Why Salespeople Shouldn’t Multitask
Drake Baer
Hey, you gadget-juggling, task-carouseling salespeople: turns out that the better you think you are at multitasking, the worse you really are.
So say the results of a recent University of Utah study in which 310 undergrads described their multitasking habits and then took a test to measure their multitasking abilities. The results were surprising. As David Strayer and his colleagues found out, the people who considered themselves the best multitaskers did the worst in practice—perception had a negative correlation with performance.
The question, then, is why.
Only so much bandwidth
Think back on the last time you were multitasking–if you’re not doing it now–at your desk or in your car. Whether you were flipping between Word docs, social networks, and email or pretending that you could text and drive, all that processing saps your brain power, in a way that makes you begin to lose awareness of the thing(s) you’re doing.
“When you start to multitask,” Strayer says, ‘you’re diverting attention from your own ability to self monitor, to even just notice ‘hey, you’re not staying in your lane,’ ‘hey, people are honking at you.’”
Or hey, you’re not reading through your emails before you send them. Psychologists have a fancy word for knowing what you’re doing—metacognitive awareness—and multitasking diminishes it. “That’s part of why you get this overconfidence,” Strayer says, “because the very act of multitasking impairs your own ability to notice that you’re just not very good at it.”
Switching has an unseen cost
Let’s go back to the computer screen for a little thought experiment of our own. As you juggle between three or four applications, each program has its own set of rules, as well as a set of goals for what you’re trying to do with it. So you could say that the program isn’t just happening in the computer’s processing center, but your own–and so each time you switch between programs, you have to reload the task in your mind as well. Strayer calls this an “invisible overhead,” one that accrues with every time you make a switch between tasks. In this way, multitasking is a kind of interrupted thinking, one with costs that have been studied across professions.
Nurses are often forced to multitask, Strayer says. Between programming infusion pumps, answering to physicians, attending to patients, and answering to alarms, they then return to their original task, but may lose their place or, worse, skip a step. As well, the audio records of plane crashes indicate that pilots were interrupted midsequence, leading to an overlooking of key tasks.
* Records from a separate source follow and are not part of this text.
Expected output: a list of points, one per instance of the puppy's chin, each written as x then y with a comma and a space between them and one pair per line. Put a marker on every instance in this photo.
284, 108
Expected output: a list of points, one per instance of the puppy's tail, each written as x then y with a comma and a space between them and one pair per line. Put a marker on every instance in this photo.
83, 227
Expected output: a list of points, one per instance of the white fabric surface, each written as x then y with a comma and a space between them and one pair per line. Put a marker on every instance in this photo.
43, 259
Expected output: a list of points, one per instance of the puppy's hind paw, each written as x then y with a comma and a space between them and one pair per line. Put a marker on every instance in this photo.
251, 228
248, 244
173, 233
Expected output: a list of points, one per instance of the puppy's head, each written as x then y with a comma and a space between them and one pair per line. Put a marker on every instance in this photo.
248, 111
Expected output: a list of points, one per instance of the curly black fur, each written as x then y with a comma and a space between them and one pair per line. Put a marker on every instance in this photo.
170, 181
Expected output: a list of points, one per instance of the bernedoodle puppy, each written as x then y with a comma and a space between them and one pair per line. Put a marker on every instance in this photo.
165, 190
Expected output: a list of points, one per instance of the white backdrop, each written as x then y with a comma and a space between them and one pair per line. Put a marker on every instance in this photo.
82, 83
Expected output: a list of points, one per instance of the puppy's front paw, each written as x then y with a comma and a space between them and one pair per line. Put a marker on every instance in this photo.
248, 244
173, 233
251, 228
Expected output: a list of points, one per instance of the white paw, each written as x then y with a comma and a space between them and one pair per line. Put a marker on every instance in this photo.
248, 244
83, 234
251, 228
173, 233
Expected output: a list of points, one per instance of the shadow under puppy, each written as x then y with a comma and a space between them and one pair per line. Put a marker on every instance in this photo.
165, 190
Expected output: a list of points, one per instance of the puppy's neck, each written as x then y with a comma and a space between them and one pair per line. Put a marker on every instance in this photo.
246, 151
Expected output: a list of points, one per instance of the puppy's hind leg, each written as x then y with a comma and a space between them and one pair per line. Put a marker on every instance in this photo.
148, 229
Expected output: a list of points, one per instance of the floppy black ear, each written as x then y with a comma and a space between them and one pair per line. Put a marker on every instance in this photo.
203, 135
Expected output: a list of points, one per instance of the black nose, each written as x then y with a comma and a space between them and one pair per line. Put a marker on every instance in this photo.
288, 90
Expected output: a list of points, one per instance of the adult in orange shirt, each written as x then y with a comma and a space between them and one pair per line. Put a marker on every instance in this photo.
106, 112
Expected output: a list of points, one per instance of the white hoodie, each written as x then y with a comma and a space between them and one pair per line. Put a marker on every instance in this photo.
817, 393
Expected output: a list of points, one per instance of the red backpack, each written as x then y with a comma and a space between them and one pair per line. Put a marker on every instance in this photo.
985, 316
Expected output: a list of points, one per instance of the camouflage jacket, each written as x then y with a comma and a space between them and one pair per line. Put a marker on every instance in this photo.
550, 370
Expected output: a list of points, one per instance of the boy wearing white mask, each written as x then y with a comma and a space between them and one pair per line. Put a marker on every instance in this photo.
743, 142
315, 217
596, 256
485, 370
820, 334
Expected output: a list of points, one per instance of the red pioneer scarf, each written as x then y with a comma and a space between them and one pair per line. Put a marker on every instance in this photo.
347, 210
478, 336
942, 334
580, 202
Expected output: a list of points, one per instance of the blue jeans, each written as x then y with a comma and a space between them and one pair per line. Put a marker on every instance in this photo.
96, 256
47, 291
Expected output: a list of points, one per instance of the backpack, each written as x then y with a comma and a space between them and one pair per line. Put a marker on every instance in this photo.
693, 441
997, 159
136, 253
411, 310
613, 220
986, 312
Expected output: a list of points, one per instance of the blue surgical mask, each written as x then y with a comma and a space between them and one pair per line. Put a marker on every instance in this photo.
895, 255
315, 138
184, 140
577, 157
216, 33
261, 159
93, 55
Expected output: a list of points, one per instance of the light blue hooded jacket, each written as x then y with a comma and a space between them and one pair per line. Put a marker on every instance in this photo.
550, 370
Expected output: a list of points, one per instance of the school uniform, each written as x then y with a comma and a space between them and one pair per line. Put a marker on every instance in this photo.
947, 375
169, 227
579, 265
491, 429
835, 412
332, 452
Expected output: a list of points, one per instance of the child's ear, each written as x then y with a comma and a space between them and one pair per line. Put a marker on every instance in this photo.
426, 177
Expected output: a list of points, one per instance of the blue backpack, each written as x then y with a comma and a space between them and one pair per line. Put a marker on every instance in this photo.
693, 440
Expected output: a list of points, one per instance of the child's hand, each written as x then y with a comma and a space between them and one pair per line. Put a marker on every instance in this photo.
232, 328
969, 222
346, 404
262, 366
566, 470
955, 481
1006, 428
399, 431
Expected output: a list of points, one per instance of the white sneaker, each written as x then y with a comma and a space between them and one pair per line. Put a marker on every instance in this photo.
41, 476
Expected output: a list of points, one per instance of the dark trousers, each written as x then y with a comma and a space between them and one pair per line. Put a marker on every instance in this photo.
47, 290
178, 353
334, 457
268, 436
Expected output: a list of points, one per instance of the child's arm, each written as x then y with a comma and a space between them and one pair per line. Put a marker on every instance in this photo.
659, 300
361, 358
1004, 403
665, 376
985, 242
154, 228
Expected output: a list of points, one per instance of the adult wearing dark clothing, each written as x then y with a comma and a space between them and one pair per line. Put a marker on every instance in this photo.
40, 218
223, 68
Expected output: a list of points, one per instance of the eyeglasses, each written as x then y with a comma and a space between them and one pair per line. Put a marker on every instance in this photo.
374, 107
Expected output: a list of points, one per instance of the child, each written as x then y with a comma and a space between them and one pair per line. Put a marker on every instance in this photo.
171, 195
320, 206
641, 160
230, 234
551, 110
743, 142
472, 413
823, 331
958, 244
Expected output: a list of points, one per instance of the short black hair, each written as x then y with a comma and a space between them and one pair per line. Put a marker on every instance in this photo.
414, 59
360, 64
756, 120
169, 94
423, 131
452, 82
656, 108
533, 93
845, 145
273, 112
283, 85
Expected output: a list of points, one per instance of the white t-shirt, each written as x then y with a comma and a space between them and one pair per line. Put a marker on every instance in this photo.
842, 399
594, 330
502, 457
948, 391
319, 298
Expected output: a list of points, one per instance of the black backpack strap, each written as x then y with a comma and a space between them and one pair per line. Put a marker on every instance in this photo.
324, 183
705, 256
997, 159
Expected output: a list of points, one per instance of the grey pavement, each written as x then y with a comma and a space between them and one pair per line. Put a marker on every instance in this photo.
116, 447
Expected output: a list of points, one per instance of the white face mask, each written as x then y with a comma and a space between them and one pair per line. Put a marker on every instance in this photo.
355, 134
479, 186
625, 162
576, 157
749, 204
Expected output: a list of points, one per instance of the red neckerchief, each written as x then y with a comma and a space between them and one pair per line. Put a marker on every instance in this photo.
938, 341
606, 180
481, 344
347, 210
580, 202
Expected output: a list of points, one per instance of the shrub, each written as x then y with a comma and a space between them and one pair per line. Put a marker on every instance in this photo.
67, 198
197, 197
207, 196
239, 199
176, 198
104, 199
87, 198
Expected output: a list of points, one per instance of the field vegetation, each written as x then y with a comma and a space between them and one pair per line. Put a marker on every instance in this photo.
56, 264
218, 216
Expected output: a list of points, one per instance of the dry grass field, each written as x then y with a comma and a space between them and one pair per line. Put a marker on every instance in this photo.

Strayer and his colleagues have found that lots of multitasking can fatigue the frontal portions of the brain, inhibiting creativity. That finding aligns with intuitive wisdom: if you’re tackling a big problem, give it your undivided attention.
Getting into focus
“If you have some kind of orderly structure to your life where you’re not constantly switching from one task to the next to the next,” Stayer says, “you’re probably going to see more creative, thoughtful, quality product.”
Being that we can’t exactly command the world to be more orderly, we can impose some structure on the technological messiness. In addition, Strayer recommends setting your email to deliver every 30 or 60 minutes, though 15 might be more suiting for a salesperson. Regardless, the takeway is this: instead of reacting to every piece of electronic stimuli that comes your way–and thus eroding your ability to do quality work–move through your tasks methodically.
Then you can be confident of your quality. And doesn’t your prospect or customer deserve 100% of your attention?